А ещё ночью он жутко скрипел зубами. Так громко и страшно, что к своим годам уже был должен сточить их до самых десен. Первую ночь мы ничего не слышали – так как вырубились сразу после вечерней планерки или летучки, не помню уже как это называлось. А вот следующие ночи основным моим занятием было уснуть до того, как Толчёный начинал свой концерт.
Опытным путем выяснилось, что скрипеть он начинает тогда, когда, температура в нашей общей комнате достигнет определенного градуса. Мы стали меньше топить буржуйку, хорошо, что выданные компанией спальники позволяли это делать – просто приносили на ночь меньше дров.
Однако через пару дней Толченый, или живность внутри него, раскрыла наш коварный план, и он сам стал забивать буржуйку остатками ящиков на ночь, а так же складывал возле себя маленькую поленницу, “про запас”.
Лишнего “дырчика” – бензинового генератора для карантина тоже не было, поэтому наш день заканчивался вместе с закатом солнца. Тепло было только в зале, кухня и прочие комнаты не обогревались. Сильно не мешало, только на кухне часто весь вечер горели газовые конфорки – для света и разогрева еды.
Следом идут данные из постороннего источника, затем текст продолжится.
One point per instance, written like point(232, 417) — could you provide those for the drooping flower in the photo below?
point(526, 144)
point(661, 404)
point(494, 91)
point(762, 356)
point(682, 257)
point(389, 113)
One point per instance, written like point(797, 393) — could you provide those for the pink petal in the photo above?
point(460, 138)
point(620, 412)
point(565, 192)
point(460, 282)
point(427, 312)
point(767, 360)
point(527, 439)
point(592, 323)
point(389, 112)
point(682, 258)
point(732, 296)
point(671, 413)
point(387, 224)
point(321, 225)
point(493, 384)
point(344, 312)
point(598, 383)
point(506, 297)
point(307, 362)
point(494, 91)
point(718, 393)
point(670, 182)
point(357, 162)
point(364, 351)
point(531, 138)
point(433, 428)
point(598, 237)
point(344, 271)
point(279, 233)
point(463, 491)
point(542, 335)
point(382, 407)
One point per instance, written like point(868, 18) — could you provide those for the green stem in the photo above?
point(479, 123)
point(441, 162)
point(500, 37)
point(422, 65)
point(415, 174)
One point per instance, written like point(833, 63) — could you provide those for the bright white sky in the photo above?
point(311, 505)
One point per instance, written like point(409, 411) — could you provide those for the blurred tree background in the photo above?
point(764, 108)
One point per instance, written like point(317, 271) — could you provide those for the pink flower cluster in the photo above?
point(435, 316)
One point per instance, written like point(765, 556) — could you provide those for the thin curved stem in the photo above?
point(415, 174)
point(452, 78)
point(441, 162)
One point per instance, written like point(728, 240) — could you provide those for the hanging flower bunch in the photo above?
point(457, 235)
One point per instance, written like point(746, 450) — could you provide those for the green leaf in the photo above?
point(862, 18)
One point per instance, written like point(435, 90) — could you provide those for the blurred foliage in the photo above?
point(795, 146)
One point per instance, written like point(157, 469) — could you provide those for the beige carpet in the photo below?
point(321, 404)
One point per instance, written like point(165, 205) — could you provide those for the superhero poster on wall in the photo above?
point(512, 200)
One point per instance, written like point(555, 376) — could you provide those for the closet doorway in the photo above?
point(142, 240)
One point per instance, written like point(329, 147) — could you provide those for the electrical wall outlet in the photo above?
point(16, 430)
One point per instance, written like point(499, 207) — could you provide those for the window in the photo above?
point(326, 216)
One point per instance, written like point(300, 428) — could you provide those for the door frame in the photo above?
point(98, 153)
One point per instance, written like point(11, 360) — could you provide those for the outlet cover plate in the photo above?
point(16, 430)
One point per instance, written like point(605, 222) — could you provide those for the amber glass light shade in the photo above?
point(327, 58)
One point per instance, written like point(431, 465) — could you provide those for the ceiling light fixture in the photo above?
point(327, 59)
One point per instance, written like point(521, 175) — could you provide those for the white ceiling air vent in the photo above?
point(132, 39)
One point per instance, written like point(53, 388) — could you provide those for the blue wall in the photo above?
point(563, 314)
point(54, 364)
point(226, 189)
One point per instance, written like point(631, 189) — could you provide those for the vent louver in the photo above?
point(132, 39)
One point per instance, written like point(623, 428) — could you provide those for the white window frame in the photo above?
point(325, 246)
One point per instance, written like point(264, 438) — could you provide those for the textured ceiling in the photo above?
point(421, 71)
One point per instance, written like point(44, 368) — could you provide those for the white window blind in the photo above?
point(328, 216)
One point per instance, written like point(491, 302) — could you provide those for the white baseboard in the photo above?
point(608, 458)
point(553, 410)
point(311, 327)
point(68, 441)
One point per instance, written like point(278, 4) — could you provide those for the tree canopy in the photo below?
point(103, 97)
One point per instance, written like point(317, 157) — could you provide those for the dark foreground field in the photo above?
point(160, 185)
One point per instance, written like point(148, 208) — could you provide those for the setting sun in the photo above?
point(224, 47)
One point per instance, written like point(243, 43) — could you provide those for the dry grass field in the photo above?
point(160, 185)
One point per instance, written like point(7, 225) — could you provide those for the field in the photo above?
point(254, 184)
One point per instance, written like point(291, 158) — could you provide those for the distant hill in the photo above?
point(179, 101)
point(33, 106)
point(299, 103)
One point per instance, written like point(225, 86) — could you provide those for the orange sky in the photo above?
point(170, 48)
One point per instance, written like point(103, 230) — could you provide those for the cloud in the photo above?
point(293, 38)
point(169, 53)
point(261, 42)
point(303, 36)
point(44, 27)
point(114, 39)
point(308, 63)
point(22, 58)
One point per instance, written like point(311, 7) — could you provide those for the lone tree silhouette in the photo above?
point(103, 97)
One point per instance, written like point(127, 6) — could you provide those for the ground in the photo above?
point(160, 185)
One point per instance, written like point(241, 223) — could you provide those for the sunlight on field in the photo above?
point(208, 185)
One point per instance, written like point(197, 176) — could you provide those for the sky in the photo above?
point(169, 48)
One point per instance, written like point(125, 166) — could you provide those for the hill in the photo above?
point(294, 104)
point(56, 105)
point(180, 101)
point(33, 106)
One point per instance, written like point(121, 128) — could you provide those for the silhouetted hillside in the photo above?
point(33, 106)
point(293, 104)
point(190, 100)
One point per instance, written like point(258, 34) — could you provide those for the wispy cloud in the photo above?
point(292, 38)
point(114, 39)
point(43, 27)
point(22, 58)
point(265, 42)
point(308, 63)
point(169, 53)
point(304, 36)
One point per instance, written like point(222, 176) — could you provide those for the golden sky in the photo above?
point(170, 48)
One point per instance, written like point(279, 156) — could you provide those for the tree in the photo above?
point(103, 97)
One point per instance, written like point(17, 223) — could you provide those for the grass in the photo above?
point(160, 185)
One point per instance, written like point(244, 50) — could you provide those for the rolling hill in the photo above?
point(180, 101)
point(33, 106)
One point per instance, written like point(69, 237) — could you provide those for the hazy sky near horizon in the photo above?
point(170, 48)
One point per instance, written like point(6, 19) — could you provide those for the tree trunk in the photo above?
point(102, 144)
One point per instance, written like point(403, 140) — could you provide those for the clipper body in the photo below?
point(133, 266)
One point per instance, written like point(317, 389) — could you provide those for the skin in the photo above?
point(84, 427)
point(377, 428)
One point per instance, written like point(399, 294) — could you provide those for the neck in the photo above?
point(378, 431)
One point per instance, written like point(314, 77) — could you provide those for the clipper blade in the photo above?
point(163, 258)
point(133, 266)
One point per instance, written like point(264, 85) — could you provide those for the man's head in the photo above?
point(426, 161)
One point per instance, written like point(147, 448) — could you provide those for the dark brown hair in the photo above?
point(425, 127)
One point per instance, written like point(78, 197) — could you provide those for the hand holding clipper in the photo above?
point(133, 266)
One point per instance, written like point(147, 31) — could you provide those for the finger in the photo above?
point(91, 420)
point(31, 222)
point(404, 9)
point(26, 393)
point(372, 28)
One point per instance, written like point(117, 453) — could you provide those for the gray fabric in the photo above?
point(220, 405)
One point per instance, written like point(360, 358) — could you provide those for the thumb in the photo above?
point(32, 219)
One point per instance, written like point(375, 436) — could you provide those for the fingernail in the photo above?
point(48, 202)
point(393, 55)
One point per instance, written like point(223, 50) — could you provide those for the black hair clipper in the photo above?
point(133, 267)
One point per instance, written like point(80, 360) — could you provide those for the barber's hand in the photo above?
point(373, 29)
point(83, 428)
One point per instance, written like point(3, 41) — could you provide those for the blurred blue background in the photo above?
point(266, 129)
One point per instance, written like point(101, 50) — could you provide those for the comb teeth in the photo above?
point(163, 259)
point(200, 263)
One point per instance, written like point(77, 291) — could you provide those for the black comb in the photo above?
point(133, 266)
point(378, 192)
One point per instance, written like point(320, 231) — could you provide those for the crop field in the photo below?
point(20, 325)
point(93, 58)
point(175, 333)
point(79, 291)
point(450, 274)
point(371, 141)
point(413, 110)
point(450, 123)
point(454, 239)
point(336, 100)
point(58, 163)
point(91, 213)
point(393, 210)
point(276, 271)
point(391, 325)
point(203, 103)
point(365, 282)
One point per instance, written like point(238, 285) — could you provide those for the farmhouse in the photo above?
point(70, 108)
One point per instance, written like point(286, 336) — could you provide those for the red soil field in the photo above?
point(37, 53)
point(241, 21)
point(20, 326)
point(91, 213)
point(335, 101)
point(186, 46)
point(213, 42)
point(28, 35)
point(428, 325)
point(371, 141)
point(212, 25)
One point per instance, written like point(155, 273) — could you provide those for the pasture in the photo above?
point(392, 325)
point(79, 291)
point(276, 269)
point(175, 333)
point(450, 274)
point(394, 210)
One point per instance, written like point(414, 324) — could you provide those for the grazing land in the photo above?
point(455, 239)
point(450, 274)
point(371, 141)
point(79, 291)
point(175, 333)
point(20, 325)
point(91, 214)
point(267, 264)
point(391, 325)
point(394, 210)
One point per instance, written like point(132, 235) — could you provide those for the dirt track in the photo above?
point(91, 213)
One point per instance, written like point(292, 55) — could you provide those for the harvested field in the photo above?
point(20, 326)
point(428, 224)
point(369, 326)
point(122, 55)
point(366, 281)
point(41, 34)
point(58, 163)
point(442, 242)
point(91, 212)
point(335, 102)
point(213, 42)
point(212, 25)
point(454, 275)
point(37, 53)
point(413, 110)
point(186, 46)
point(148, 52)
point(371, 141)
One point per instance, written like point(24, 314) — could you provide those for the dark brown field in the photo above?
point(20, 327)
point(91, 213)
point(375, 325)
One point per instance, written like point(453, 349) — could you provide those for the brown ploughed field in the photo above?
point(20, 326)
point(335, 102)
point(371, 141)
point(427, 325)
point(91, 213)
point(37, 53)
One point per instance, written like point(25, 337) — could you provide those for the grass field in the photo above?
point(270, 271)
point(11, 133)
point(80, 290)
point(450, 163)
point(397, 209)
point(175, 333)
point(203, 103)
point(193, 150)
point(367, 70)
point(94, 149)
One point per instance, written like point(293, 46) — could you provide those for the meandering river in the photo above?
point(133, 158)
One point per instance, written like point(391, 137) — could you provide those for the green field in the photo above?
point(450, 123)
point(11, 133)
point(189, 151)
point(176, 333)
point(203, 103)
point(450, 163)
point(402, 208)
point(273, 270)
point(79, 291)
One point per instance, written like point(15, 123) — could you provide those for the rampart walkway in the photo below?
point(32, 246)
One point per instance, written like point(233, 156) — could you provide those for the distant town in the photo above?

Изначально планировалось, что мы неделю будем сидеть в карантине, ограниченно контактируя с братцами. Однако три единицы, три бесхозных карандаша – Толченый и двое нас, никак не давали покоя деятельной и кипучей натуре наших Командиров. Поэтому после первого вечернего собрания (“Вечер знакомств”, говоря языком пионерского лагеря) я вынес две важных информации.
– Есть что-нибудь ценное при себе, часы там хорошие, или фонарик пиздатый? – товарищ Командир смотрел на нас ехидно весело. – Если есть, то после того как тебя убьют – я себе заберу, договорились?
Братцы – артиллеристы заржали как хорошие кони. В комнате было светло, тепло и пахло не тушенкой, а борщом и сигаретами. Дырчик здесь работал беспрерывно, мужики восстановили старый колодец, в который бросили насос – холодная вода и теплый туалет очень много значат на войне. Дежурный по кухне готовил горячее и стряпал вкусное – тогда я еще не понимал, что это норма: обустроить быт так, чтобы было как дома. Мы вечерами приходили сюда посмотреть телевизор и узнать распорядок на завтра. Никто нас в карантине просто так держать не собирался – на нас была охрана стоящего за терриконом “Гиацинта”, и поездки в сопровождение за снарядами.
Охрана орудия занимала у каждого по два-три часа в день – ночью на пост заступали РОНовцы.
“Гиацинт” был из уставших, его должны были забрать и привезти новый. Я раньше никогда не видел такое чудо на 4 колесах – он напоминал какого-то уснувшего старого дракона из китайских миниатюр. Обтянутый масксетью, обложенный срубленными ветками деревьев – дракон спал и видел свои драконьи сны.